Estiró la mano y comprobó la hora. Las cuatro y media de la mañana eran para el
escritor las mejores horas para ejercer su oficio. Tardó en unir ambos hechos.
La llamada y la escritura. Los mensajes iban y venían. Pensó vagamente en que
ella formaba parte del trabajo del escritor. La madrugada, la mujer, la
escritura. Entre uno y otro mensaje volvía a acurrucarse entre las sábanas y a
dormitar. El escritor le preguntaba cosas. Ella respondía con palabras
impregnadas de sueño. Se sintió dentro de un experimento.
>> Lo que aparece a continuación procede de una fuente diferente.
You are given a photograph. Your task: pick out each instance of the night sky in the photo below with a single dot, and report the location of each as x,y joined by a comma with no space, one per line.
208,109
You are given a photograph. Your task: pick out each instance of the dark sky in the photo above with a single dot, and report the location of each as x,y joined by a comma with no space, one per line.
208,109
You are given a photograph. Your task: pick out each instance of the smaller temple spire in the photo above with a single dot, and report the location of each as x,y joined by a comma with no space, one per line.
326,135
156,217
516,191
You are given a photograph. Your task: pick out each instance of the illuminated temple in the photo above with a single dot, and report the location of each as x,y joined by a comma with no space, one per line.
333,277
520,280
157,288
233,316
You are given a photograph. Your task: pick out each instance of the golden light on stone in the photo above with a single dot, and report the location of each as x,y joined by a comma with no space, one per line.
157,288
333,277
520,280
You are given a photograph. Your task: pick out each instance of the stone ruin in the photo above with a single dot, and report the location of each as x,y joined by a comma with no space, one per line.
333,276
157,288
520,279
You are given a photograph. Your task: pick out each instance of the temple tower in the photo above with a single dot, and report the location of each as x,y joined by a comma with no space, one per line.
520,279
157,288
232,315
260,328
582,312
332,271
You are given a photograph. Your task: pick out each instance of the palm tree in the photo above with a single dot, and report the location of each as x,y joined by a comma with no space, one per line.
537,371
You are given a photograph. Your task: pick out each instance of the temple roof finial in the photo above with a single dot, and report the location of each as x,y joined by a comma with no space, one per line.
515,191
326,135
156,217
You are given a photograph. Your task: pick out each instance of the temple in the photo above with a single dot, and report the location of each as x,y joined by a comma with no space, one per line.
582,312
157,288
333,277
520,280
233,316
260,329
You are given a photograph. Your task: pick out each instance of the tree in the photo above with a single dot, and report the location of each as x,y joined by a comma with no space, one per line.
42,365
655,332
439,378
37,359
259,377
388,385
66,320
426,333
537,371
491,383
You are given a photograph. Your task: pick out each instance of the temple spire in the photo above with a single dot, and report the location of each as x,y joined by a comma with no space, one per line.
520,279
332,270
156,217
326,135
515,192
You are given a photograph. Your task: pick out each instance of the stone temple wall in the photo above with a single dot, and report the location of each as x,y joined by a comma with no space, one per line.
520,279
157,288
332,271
Era la protagonista de una escena. La sometían a un
interrogatorio penoso y sin descanso. No podía sostener la cabeza, la vencía el
cansancio. Cuando estaba a punto de desmayar, un pinchazo la hacía saltar de la
silla. Tenía que seguir contestando preguntas, hasta llegar a la verdad. No a
su verdad, sino a la verdad del interrogador, que estaba establecida de
antemano. No volvió a despertar. El libro se publicó un tiempo después, sin su
consentimiento.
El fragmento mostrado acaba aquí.